Heuristic:Sktime Pytorch forecasting Encoder Decoder Length Limits
| Knowledge Sources | |
|---|---|
| Domains | Time_Series, Optimization, Deep_Learning |
| Last Updated | 2026-02-08 08:00 GMT |
Overview
Limit encoder length to 500 and decoder (prediction) length to 200 to prevent excessive training time and memory usage, and for N-BEATS set context_length between 1-10x prediction_length.
Description
The FAQ documentation provides hard upper-bound recommendations for encoder and decoder lengths. Exceeding these causes training to become very slow and may trigger memory errors. Additionally, series that are too short for the configured minimum encoder/prediction lengths are silently dropped from the dataset with a warning. The `allow_missing_timesteps=True` option makes dataset creation significantly slower because it must identify all gaps in the data.
Usage
Apply this heuristic when constructing a TimeSeriesDataSet and choosing `max_encoder_length`, `max_prediction_length`, and `min_encoder_length`. If some series have fewer time points than the minimum lengths, they will be silently excluded. If the model appears frozen during training, the encoder/decoder lengths may be too large for the available memory.
The Insight (Rule of Thumb)
- Action 1: Set `max_encoder_length` <= 500.
- Action 2: Set `max_prediction_length` <= 200.
- Action 3: For N-BEATS, set `context_length` between 1x and 10x the `prediction_length`.
- Action 4: If `allow_missing_timesteps=True`, expect slower dataset creation.
- Action 5: Check warnings for dropped series — if many groups are missing, reduce minimum lengths.

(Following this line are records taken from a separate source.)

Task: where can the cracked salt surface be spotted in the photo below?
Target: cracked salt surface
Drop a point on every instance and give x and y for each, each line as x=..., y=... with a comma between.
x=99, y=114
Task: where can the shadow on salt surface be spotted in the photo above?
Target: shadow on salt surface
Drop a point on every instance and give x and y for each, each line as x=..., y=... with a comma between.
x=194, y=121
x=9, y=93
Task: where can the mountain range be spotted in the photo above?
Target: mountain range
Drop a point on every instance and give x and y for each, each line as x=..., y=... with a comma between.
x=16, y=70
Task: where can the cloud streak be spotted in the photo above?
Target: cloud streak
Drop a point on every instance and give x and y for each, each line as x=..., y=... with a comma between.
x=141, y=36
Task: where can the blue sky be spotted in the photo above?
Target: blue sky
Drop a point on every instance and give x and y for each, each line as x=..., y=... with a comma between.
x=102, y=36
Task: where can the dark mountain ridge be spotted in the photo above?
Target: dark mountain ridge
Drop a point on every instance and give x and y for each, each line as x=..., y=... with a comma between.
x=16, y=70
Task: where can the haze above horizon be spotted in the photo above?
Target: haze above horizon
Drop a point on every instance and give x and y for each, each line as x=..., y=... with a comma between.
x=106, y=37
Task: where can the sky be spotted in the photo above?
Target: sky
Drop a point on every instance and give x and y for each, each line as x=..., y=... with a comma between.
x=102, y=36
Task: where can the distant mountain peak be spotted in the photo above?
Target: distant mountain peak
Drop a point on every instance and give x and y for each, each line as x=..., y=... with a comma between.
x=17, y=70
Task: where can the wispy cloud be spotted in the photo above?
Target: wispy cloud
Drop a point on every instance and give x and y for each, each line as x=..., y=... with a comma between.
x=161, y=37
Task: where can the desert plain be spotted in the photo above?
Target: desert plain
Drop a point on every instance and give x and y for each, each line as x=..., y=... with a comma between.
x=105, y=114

- Trade-off: Longer encoders capture more history but increase memory usage quadratically (for attention-based models) or linearly (for RNN-based models). Shorter encoders train faster but may miss long-term patterns.
Reasoning
Transformer models (TFT, TimeXer) have O(n^2) attention complexity in encoder length. RNN models (DeepAR) have O(n) but suffer from vanishing gradients with very long sequences. The 500/200 limits represent practical bounds where training time becomes unacceptable on typical hardware. For N-BEATS, the context_length/prediction_length ratio controls the lookback-to-forecast ratio; values outside 1-10x waste computation (too much lookback) or lose important patterns (too little lookback).
FAQ recommendation from `docs/source/faq.rst:26-28`:
Choose something reasonably long, but not much longer than 500 for the encoder length and 200 for the decoder length. Consider that longer lengths increase the time it takes for your model to train.
Missing groups warning from `data/timeseries/_timeseries.py:1859-1868`:
warnings.warn(
"Min encoder length and/or min_prediction_idx and/or min "
"prediction length and/or lags are too large for "
f"{len(missing_groups)} series/groups which therefore are not present"
" in the dataset index. "
"This means no predictions can be made for those series. ...",
UserWarning,
)
N-BEATS context_length guidance from `models/nbeats/_nbeats.py:59`:
context_length (int): Number of time units that condition the predictions. Also known as 'lookback period'. Should be between 1 and 10 times the prediction_length.
FAQ on missing timesteps from `docs/source/faq.rst:33-38`:
`allow_missing_timesteps=True` makes dataset creation much slower because it must identify all gaps. If possible, pre-fill missing timesteps yourself.